When I first started my research on legal aspects of domain names about five years ago (the result is available here) I had the feeling that I was beating a dead horse. The U.S. Anti-Cybersquatting Consumer Protection Act (ACPA) was already up and running for about three years, the Uniform Dispute Resolution Policy (UDRP) of ICANN too. Many people had the feeling that the game is over for cybersquatters.
A WIPO report published yesterday covering 2006 proved me wrong. WIPO speaks of an increase of 25% in the number of disputes over domain names brought before its dispute resolution panel last year. Once, I thought that the proliferation of generic Top-Level-Domains (have already heard of .mobi and .travel?) would discourage trademark holders from registering multiple variations of their mark under every possible generic TLD. Why? Simply because it would become too burdensome and expensive, almost like the administrative procedure of keeping the trademark registration itself. I was proven wrong again. According to the WIPO summary, more generic-TLDs means more disputes, not less.
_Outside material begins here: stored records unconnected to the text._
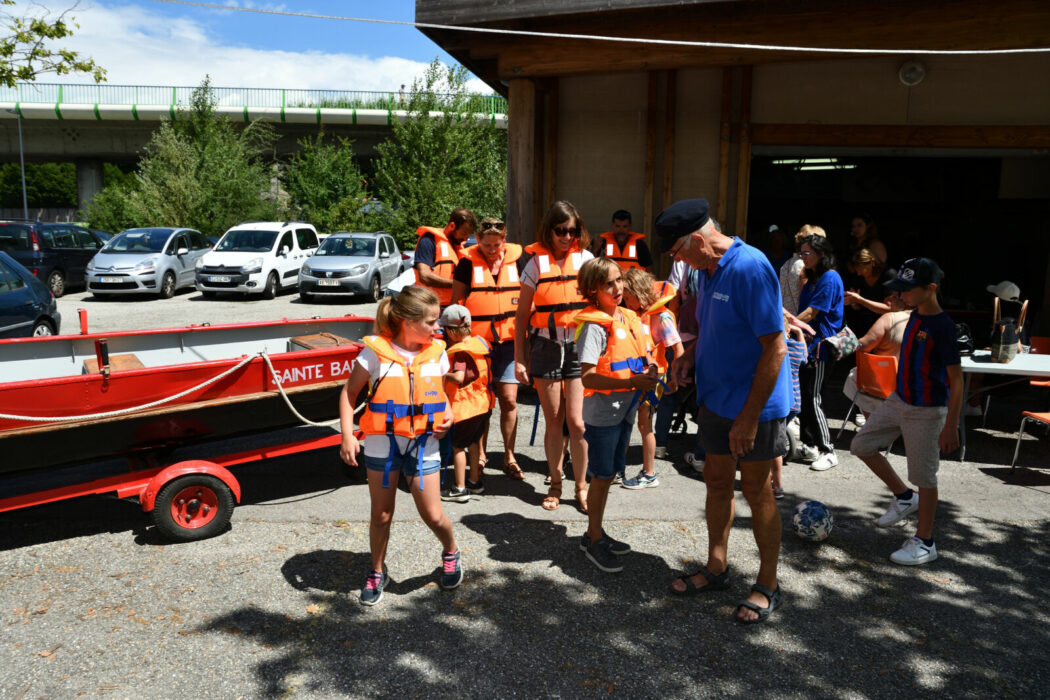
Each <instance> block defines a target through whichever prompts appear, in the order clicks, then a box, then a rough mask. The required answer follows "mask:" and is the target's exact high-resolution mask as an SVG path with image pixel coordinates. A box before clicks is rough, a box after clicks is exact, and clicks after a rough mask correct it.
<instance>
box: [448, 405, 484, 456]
mask: <svg viewBox="0 0 1050 700" xmlns="http://www.w3.org/2000/svg"><path fill="white" fill-rule="evenodd" d="M491 416H492V411H490V410H486V411H485V412H484V413H482V415H481V416H475V417H474V418H468V419H466V420H465V421H460V422H458V423H455V424H453V432H451V438H453V449H466V448H467V447H469V446H470V445H472V444H474V443H476V442H478V441H479V440H481V436H483V434H484V433H485V427H486V426H487V425H488V420H489V418H491Z"/></svg>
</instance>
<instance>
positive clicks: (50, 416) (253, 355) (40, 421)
mask: <svg viewBox="0 0 1050 700" xmlns="http://www.w3.org/2000/svg"><path fill="white" fill-rule="evenodd" d="M256 357H261V358H262V361H264V362H266V365H267V367H269V369H270V376H271V377H273V381H274V384H276V385H277V390H278V391H280V397H281V398H282V399H283V400H285V403H286V404H288V408H289V409H290V410H291V411H292V413H294V415H295V417H296V418H298V419H299V420H300V421H302V422H303V423H306V424H307V425H317V426H323V427H328V426H330V425H331V424H332V423H336V422H338V421H339V419H334V420H331V421H328V422H324V423H317V422H314V421H311V420H310V419H309V418H307V417H304V416H303V415H302V413H300V412H299V411H298V410H296V409H295V406H293V405H292V400H291V399H290V398H289V396H288V394H287V393H286V391H285V387H283V386H281V385H280V378H279V377H277V370H276V369H274V367H273V363H272V362H270V356H269V355H267V354H266V353H265V352H264V353H258V354H257V355H249V356H247V357H245V358H244V359H243V360H240V362H238V363H237V364H235V365H233V366H232V367H230V368H229V369H226V370H225V372H223V373H222V374H219V375H217V376H215V377H212V378H211V379H209V380H207V381H204V382H201V383H199V384H197V385H196V386H194V387H192V388H188V389H186V390H184V391H180V393H178V394H175V395H174V396H170V397H168V398H166V399H158V400H156V401H150V402H149V403H144V404H142V405H141V406H132V407H130V408H120V409H118V410H107V411H105V412H102V413H86V415H82V416H16V415H14V413H0V419H5V420H8V421H25V422H27V423H63V422H66V421H85V420H95V419H100V418H113V417H116V416H126V415H128V413H133V412H135V411H139V410H146V409H148V408H153V407H155V406H161V405H164V404H166V403H170V402H172V401H174V400H175V399H181V398H183V397H184V396H186V395H188V394H193V393H194V391H197V390H199V389H203V388H205V387H206V386H209V385H211V384H214V383H215V382H217V381H218V380H220V379H223V378H225V377H229V376H230V375H232V374H233V373H235V372H236V370H237V369H239V368H240V367H243V366H245V365H246V364H248V363H249V362H251V361H252V360H254V359H255V358H256ZM362 408H364V404H361V405H360V406H358V407H357V409H355V411H354V412H355V413H356V412H358V411H360V410H361V409H362Z"/></svg>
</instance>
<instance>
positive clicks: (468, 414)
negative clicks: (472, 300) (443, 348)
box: [445, 336, 495, 423]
According to WIPO, rightholders are particularly concerned about the practices of using computer software to automatically register expired domain names, domain names “parking” on pay-per-click portal sites and the option to register names free-of-charge for a five-day ‘tasting’ period. Looks like the future of legal specialists in the area is bright, particularly in a multi-language environment that supports non-Latin characters composing gTLD. Only last week, ICANN announced success in experimenting the introduction of the so-called internationalized top-level domains (IDN). No impact on the root name servers could be detected.
What’s the moral in the tale? I’m not sure. I only ask myself whether people would still be so eager about filing cybersquatting complaints if we had 200 gTLDs in 100 languages. Wouldn’t make sense, would it? Am I wrong again?







I think you are wrong AGAIN, because history has tuaght us that a certain few domain extensions will gain traction among main stream consumers.
dear pabu,
thanks for your comment. I am afraid you did not get my point. Sure, .com and .net have more registrations than other unrestricted gTLDs (such as .pro), mainly because they were there first. The creation of clear laws and regulations controlling the registration of popular gTLDs, supported by a growing body of case law, should reduce the chances to profit from opportunistic behavior. This is why I thought that the volume of disputes will generally fall and not rise. In the end, owners of strong marks will usually have the registration under popular gTLD. They will care less about the rest. More unrestricted gTLDs means more possibilities to register the mark as a domain name. Dominating the entire gTLD spectrum for a certain mark will therefore entail greater administrative costs, discouraging litigation for the less popular ones. This underlies the assumption the proliferation in gTLDs should not necessarily lead to more disputes.